In “Bayes Statistical Analyses for Particle Sieving Studies,” Norma Leyva, Garritt L. Page, Stephen B. Vardeman, and Joanne R. Wendelberger consider contexts in which specimens of a granular material are run through a set of progressively finer sieves and the fractions of the specimen weight captured on each sieve are measured to provide the basis for a characterization of the material through its “particle size distribution.” The article proposes Bayes analyses based on parsimoniously parameterized multivariate normal approximate models for vectors of log weight fraction ratios and extends this to mixtures of materials and hierarchical modeling in which a single process produces several lots of particles.

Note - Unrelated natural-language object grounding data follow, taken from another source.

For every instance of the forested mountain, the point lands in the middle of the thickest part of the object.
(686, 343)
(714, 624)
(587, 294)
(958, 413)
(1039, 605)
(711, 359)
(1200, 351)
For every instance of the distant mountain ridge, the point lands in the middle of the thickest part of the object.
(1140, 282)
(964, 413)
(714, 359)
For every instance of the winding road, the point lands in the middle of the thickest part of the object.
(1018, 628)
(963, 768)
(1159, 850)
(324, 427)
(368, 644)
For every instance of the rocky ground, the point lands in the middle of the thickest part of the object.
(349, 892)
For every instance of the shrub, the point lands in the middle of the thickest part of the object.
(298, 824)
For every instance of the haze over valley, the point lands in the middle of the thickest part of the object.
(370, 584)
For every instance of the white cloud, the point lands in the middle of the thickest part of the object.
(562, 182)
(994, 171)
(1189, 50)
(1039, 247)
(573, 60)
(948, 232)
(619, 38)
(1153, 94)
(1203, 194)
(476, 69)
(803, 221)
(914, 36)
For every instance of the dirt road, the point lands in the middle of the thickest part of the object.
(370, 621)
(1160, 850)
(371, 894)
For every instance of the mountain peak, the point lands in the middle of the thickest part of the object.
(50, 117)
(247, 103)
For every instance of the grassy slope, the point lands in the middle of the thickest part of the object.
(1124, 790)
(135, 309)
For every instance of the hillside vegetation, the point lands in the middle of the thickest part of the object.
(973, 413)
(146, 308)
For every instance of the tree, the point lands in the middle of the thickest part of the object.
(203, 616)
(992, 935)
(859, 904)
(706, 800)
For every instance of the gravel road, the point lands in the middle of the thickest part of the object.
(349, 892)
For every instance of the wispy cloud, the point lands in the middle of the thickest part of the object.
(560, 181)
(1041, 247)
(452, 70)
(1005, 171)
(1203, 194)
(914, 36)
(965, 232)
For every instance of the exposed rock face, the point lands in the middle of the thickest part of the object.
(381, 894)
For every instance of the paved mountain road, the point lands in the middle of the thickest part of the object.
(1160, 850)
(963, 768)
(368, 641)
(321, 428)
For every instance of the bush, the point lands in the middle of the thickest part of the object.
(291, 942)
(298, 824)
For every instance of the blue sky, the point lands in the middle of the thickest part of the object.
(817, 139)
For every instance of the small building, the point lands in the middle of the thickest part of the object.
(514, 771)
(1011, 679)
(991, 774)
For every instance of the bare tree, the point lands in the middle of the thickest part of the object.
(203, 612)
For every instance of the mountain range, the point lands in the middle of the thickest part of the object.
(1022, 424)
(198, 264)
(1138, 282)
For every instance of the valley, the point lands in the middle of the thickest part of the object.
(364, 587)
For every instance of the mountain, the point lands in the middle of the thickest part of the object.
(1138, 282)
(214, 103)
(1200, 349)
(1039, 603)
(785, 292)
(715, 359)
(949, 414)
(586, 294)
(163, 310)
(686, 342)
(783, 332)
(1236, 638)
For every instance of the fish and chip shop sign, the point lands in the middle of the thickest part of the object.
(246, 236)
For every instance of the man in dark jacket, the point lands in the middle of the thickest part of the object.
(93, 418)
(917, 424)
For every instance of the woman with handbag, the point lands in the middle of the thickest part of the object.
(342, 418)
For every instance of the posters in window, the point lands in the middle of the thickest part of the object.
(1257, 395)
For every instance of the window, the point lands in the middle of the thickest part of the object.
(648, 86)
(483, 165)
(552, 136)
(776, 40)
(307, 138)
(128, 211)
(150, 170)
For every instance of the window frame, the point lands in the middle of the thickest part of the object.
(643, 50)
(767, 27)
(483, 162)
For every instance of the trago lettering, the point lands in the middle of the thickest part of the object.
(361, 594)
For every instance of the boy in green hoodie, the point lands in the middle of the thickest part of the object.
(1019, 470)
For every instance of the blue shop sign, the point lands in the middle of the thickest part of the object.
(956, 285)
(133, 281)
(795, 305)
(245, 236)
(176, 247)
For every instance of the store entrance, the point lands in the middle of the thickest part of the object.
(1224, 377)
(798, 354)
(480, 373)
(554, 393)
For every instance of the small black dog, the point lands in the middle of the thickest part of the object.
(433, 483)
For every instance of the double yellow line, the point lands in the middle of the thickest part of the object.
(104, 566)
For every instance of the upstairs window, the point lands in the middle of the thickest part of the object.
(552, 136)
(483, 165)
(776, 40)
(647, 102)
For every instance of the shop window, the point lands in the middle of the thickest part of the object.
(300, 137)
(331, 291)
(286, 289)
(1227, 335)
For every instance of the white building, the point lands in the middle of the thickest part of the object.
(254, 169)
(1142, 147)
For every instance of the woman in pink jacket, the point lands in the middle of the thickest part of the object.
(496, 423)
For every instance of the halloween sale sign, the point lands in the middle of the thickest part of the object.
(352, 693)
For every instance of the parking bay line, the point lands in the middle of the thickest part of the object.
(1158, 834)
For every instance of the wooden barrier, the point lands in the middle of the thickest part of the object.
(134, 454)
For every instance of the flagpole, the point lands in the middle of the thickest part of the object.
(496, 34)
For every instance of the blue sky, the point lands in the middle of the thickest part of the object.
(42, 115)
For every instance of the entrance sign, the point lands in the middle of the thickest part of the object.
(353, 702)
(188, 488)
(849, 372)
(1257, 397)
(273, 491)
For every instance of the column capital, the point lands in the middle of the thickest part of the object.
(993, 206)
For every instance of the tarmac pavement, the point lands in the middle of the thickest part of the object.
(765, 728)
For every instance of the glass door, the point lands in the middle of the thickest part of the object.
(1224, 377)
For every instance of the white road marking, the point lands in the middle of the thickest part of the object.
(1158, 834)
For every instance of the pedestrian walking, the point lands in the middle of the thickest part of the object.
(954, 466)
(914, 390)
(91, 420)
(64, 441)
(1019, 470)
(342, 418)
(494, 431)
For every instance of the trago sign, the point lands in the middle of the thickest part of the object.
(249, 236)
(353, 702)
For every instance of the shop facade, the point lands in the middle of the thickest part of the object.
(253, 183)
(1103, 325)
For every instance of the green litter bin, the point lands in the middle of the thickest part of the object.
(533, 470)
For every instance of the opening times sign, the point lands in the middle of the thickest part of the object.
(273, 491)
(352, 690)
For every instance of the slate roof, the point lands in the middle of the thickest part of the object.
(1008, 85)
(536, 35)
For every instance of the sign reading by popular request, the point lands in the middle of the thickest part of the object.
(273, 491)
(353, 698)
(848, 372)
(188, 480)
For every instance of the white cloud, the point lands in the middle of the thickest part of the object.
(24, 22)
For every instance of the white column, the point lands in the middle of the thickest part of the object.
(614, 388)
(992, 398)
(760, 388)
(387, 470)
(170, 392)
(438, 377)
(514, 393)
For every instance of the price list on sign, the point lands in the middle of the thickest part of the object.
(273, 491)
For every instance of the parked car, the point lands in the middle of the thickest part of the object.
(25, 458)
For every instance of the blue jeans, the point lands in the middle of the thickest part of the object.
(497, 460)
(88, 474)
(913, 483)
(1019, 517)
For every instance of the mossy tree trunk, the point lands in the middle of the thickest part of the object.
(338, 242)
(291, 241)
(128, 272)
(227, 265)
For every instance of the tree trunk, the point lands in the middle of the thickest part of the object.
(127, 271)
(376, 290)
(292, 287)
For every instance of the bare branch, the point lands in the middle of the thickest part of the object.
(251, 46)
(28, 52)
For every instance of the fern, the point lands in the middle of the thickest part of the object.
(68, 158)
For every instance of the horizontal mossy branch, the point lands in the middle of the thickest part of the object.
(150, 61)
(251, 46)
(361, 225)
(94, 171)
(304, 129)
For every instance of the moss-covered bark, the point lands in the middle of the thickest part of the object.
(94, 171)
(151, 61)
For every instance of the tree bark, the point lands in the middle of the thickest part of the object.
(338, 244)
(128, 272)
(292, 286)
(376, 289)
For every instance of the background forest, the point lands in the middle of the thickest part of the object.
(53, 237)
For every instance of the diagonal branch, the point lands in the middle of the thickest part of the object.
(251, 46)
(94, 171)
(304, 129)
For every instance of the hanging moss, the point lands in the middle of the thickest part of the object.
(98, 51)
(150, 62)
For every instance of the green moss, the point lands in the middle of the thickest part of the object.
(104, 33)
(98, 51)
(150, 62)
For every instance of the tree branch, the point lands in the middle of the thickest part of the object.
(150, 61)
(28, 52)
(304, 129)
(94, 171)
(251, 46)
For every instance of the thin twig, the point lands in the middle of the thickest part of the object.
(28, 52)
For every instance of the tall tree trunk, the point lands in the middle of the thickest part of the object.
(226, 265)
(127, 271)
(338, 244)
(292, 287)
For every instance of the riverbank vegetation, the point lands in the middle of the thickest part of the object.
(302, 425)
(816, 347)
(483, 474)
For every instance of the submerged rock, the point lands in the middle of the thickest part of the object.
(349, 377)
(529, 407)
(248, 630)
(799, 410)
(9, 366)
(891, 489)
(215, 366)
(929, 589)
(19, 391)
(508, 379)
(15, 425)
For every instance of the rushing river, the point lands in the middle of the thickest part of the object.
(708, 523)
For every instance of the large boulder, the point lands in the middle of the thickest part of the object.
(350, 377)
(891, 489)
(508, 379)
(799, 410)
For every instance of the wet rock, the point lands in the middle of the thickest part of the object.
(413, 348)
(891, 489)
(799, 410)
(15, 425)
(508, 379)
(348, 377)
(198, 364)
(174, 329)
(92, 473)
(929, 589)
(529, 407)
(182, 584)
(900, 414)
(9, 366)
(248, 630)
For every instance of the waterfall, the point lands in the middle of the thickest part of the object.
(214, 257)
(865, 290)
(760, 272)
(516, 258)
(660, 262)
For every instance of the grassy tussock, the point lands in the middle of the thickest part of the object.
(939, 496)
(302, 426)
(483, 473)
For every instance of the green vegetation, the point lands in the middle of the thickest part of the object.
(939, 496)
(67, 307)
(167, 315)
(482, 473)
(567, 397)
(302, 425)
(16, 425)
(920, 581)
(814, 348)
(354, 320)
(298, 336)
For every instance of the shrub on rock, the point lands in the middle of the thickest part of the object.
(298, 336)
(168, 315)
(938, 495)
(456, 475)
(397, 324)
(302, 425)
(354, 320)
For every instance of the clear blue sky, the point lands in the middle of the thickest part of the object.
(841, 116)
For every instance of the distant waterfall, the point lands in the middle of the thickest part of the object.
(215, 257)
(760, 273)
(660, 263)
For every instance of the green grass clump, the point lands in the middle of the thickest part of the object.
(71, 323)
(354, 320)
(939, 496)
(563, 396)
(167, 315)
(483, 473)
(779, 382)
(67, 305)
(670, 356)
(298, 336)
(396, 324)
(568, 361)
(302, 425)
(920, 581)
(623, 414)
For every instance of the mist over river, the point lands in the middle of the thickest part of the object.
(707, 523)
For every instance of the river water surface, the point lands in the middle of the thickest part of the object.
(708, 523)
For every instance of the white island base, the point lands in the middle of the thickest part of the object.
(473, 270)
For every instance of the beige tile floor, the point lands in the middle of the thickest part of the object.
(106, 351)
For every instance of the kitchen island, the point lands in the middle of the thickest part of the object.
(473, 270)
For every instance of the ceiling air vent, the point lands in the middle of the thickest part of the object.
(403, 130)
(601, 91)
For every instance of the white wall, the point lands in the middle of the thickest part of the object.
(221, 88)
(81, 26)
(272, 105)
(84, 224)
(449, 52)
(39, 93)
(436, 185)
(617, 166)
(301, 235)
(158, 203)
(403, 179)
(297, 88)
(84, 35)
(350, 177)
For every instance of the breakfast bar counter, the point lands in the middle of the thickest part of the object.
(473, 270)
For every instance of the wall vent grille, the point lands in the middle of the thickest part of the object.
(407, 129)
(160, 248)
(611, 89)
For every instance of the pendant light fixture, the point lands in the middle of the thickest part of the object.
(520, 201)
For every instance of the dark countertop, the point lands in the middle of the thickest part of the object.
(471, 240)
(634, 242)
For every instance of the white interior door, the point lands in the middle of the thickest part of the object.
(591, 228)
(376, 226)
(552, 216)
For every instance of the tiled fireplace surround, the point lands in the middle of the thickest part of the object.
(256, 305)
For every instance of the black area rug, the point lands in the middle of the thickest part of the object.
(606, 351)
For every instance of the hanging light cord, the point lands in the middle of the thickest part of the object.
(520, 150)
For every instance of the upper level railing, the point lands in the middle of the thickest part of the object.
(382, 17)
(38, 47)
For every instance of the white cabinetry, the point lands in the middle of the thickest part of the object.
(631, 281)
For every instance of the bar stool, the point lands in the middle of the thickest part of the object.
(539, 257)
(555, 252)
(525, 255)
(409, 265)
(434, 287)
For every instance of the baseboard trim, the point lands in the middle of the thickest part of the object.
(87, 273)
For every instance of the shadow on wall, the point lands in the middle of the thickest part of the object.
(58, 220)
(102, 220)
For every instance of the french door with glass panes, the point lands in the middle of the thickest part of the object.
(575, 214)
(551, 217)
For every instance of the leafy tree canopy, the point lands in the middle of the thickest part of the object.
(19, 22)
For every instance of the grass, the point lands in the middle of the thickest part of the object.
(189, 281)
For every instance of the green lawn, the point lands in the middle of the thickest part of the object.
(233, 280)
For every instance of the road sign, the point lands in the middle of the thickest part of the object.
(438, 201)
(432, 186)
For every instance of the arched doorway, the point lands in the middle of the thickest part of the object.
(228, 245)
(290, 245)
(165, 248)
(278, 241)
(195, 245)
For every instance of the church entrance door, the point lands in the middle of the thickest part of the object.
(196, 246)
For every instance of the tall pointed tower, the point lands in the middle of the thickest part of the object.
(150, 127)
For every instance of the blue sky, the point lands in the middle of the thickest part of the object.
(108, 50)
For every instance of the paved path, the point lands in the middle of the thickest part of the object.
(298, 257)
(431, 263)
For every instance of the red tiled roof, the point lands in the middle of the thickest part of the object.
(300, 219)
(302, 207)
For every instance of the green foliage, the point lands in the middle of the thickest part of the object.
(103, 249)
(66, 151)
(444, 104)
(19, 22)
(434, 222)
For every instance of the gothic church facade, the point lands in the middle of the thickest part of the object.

In computer experiments, statistical calibration enables scientists to incorporate field data. However, the practical application is hardly straightforward for data structures such as spatial-temporal fields, which are usually large or not well represented by a stationary process model. In “Fast Sequential Computer Model Calibration of Large Nonstationary Spatial-Temporal Processes,” Matthew T. Pratola, Stephan R. Sain, Derek Bingham, Michael Wiltberger, and Joshua Rigler present a computationally efficient approach to estimating the calibration parameters by measuring discrepancy between the computer model output and field data. The simple-to-implement approach can be used for sequential design, and is applicable to large and nonstationary data.
Finally, in the short note “On the Connection and Equivalence of Three Sparse Linear Discriminant Analysis Methods,” Qing Mai and Hui Zou show that the normalized solutions of three sparse methods are equal for any sequence of penalization parameters. A short demonstration is provided using a prostate cancer data set.